“Improving health standards”

Interview with Gary Preston, module 1 coordinator 'Strengthening health control capacity'

What is the aim of this module 1 that concerns the quality of health control?

It is really the overall aim of the whole project. Since 2002, the European Union has put into place strict regulations governing the hygiene conditions for fishery products imported from third countries. As it is the Competent Authorities in the ACP countries that are responsible for applying these regulations, we assist them in establishing the health control systems. We help them prepare for successful inspections by the Food and Veterinary Office. It is the results of these visits, which are communicated the DG SANCO, which are used to draw up the lists of countries that are authorised to export and those that are not.
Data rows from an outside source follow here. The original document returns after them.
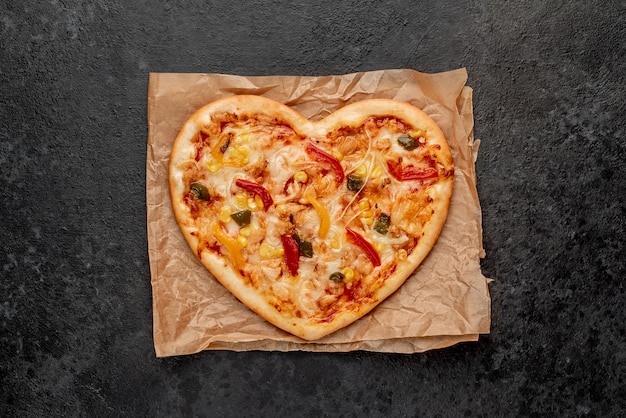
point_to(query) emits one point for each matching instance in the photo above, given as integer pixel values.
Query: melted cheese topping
(272, 155)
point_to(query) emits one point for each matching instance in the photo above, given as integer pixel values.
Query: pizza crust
(220, 264)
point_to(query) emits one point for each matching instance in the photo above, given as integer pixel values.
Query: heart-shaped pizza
(311, 224)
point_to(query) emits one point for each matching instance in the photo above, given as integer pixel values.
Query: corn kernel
(337, 154)
(364, 204)
(213, 166)
(243, 241)
(243, 151)
(361, 170)
(259, 202)
(301, 177)
(241, 200)
(265, 250)
(376, 172)
(245, 137)
(368, 213)
(335, 243)
(252, 205)
(225, 214)
(379, 247)
(246, 231)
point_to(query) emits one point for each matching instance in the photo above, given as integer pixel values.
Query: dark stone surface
(75, 297)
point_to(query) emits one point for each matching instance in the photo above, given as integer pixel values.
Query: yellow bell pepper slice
(232, 245)
(321, 212)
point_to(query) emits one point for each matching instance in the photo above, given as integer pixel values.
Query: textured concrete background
(75, 297)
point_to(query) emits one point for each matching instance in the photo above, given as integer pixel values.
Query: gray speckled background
(75, 297)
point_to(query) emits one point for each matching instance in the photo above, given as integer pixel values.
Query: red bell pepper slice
(258, 190)
(323, 157)
(359, 241)
(292, 254)
(410, 172)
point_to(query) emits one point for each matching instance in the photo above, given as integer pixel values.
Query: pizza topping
(323, 157)
(199, 191)
(266, 196)
(408, 142)
(336, 276)
(305, 247)
(362, 243)
(242, 218)
(410, 172)
(232, 246)
(382, 224)
(225, 145)
(355, 183)
(258, 190)
(321, 211)
(292, 254)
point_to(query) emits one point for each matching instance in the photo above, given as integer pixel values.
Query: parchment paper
(446, 300)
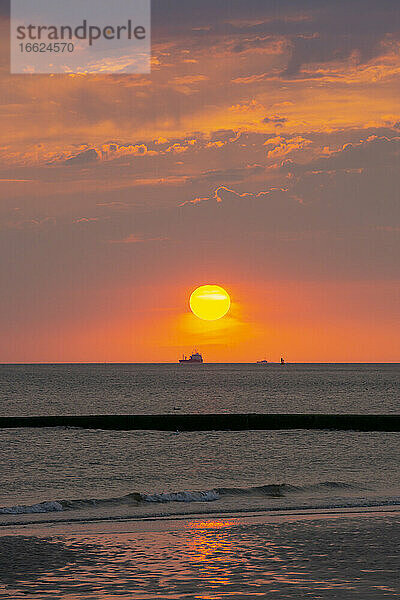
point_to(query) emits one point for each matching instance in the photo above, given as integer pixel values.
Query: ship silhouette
(195, 358)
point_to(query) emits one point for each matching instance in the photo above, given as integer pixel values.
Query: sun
(209, 302)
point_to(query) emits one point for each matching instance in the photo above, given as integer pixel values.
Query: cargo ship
(194, 359)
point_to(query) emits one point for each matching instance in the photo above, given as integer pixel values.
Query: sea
(225, 481)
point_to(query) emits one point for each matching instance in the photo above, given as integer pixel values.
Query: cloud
(276, 120)
(86, 157)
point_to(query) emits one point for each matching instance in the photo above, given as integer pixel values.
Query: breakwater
(211, 422)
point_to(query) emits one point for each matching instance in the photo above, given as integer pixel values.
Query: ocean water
(203, 515)
(69, 474)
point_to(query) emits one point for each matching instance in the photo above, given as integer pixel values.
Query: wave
(140, 498)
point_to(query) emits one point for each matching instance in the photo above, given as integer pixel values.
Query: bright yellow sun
(209, 302)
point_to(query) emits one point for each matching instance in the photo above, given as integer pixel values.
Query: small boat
(194, 359)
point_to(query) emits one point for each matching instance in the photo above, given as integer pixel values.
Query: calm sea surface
(73, 473)
(59, 479)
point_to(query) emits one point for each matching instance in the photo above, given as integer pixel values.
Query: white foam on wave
(208, 496)
(41, 507)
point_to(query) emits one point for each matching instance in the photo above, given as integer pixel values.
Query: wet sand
(346, 555)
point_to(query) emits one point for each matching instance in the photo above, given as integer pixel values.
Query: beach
(142, 515)
(347, 554)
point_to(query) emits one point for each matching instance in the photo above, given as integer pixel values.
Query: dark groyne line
(211, 422)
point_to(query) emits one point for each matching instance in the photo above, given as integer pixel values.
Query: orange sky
(261, 154)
It is for the exporting countries to set up a government system that offers health guarantees. For certain developing countries this can prove very difficult. In the United States, the responsibility for ensuring the quality and conformity of imported products rests with the importer. The European system is often seen as an economic barrier and not as a response to consumer health.

What means are you implementing to fulfil this mission?

We supply equipment and we train inspectors in the control methods and protocols. Each Competent Authority must draw up its own internal procedures. The SFP Programme has already resulted in the publication of an “Inspection Manual”. This presents all the European legislation alongside practical tips on how to carry out inspections. But every country is different and our role is partly to adapt to each situation. There is a world of difference between the island of Mauritius, with its fleets of tuna seiners, and Eritrea with its multitude of canoes. In one case producers already carry out own-controls. In the other, the health authorities have to visit around 50 landing sites.

What are your priorities?

First and foremost to ensure that countries authorised to export remain on the list. Secondly, it is to help those in a position to comply with the standards to be included on that list. Africa is closer to Europe and traditionally trades more with it. But we are also working in the Caribbean and in the Pacific. The idea is to raise health standards just about everywhere where we are asked to do so.